Hollick Wilde said, “Sorry, guys, interview terminated.”
Trisha Bowker pretended to cry.
Wilde said, “Hang in.”
“How can I? They don’t understand. ”
“We’ll get them to see the light,” said Wilde. But his face was dark.
By nightfall, Wilde had come up with an offer: In return for revealing where Jacqueline Mearsheim’s body was buried, Bowker would plead to accessory to manslaughter after the fact and a three-year sentence.
John Nguyen laughed.
The following morning, Wilde proposed accessory to second-degree murder before the fact and a ten-year sentence.
John Nguyen proposed twenty-five to life. Wilde tried fifteen.
Nguyen said, “I can go with fifteen to twenty-five but in the end it’ll be up to the judge.”
Wilde said, “Okay.”
To Milo Nguyen confided, “I’ll get Friedman. She’ll get life.”
Even with Trisha Bowker’s hand-drawn map, it took a while.
After two days of searching, Jacqueline Mearsheim’s partial skeleton was found under four feet of rich agricultural soil in the Santa Ynez Mountains above Santa Barbara. Private land, the failed vineyard of a music industry honcho who’d long given up on Pinot Noir. Getting his permission had involved calling the Cayman Islands.
Per Bowker’s self-cleansing account, she and Mearsheim had visited a nearby winery during a weekend when Jackie languished in bed with the flu. Spotting the abandoned estate, Paul had made a mental note and returned months later at night with her body in the trunk of his car. Entering the estate by snipping barbed wire, then digging unmolested near a windbreak of blue-gum eucalyptus.
Unable to get Bowker to talk about additional victims, Milo called Sheila Braxton and gave her the basics.
She said, “Time to look at all the missings around here. How’s he doing?”
“Well as can be expected.”
“Give him my best, maybe I’ll come by to see him.”

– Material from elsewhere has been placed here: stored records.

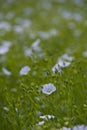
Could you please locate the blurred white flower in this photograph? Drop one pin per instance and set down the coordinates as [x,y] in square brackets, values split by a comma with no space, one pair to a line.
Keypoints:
[78,127]
[24,70]
[48,89]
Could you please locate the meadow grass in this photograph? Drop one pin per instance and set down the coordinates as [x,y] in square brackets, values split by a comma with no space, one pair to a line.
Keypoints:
[61,28]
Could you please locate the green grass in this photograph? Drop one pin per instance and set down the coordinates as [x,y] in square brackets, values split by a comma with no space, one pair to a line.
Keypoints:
[22,95]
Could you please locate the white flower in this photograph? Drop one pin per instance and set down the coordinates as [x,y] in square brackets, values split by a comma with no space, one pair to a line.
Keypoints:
[24,70]
[48,89]
[63,61]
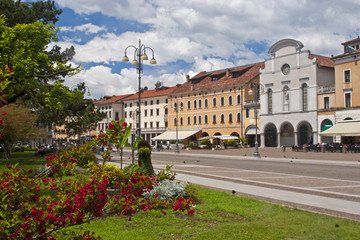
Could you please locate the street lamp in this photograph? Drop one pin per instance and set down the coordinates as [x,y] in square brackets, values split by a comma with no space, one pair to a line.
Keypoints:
[255,86]
[176,108]
[139,57]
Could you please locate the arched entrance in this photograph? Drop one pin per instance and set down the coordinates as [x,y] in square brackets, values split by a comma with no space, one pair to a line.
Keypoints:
[305,135]
[204,134]
[270,135]
[287,136]
[326,124]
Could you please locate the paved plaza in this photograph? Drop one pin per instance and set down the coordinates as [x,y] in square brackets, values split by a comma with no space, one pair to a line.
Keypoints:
[318,194]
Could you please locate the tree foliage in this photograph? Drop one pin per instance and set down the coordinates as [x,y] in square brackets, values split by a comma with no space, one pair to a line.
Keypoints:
[18,125]
[26,12]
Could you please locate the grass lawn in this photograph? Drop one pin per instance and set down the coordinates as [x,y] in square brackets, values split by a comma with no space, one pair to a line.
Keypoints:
[218,216]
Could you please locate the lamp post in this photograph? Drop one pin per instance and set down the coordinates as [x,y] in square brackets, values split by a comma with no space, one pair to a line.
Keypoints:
[176,107]
[251,92]
[139,57]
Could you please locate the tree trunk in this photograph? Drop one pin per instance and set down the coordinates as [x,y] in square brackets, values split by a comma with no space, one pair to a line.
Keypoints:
[7,150]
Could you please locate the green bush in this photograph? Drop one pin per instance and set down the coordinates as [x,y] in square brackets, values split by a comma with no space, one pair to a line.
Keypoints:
[145,161]
[167,190]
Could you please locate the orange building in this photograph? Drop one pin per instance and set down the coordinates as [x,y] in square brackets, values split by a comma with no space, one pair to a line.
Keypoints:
[215,104]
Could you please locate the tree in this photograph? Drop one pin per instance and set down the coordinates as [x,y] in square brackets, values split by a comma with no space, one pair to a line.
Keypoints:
[63,106]
[20,12]
[18,125]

Milo and I updated Cory Thurber, still hospitalized at Cedars-Sinai four days after his rescue. Rick Silverman had been off duty the night Cory was ambulanced to the E.R. but Milo’s call brought him in. He tended to the boy’s immediate health issues and called in a hand surgeon to see what could be done for Cory’s mangled fingers.
Milo said, “He’s a piano player.”
The surgeon said, “Fuck,” and walked away.
This morning, Cory was able to talk through cracked lips, his hand a bandaged mitt.
Milo introduced me.
“Someone thinks I’m crazy?”
Milo explained. Cory said, “Okay,” but he avoided looking at me.
“So,” said Milo. “Anything you feel like telling us?”
“What I told you yesterday,” said Cory. “She’s the one who did it.”
Milo said, “She hit you with the hammer.”
“She laughed while she was doing it,” said the boy. Amazed; as if reciting a weird factoid. “He taped me up and held me down but she hit me. She was laughing. He was a pussy. That’s why she killed him.”
“Because he was...”
“A total pussy,” said Cory Thurber. “She gave him the shotgun, told him to shoot me. He said, ‘Not again.’ She started yelling at him.”
His eyes shut. “After she hit me like two times, three, I passed out. When I woke I was...” Staring at the mitt.
When brown irises reappeared, I said, “What was she yelling about?”
“He had to shoot me. He was saying if it was so easy, she should do it, the last time made him sick. They must’ve gone into another room because the yelling got softer but it kept on. Then she said, ‘Where the fuck do you think you’re going?’ Then there was this noise.”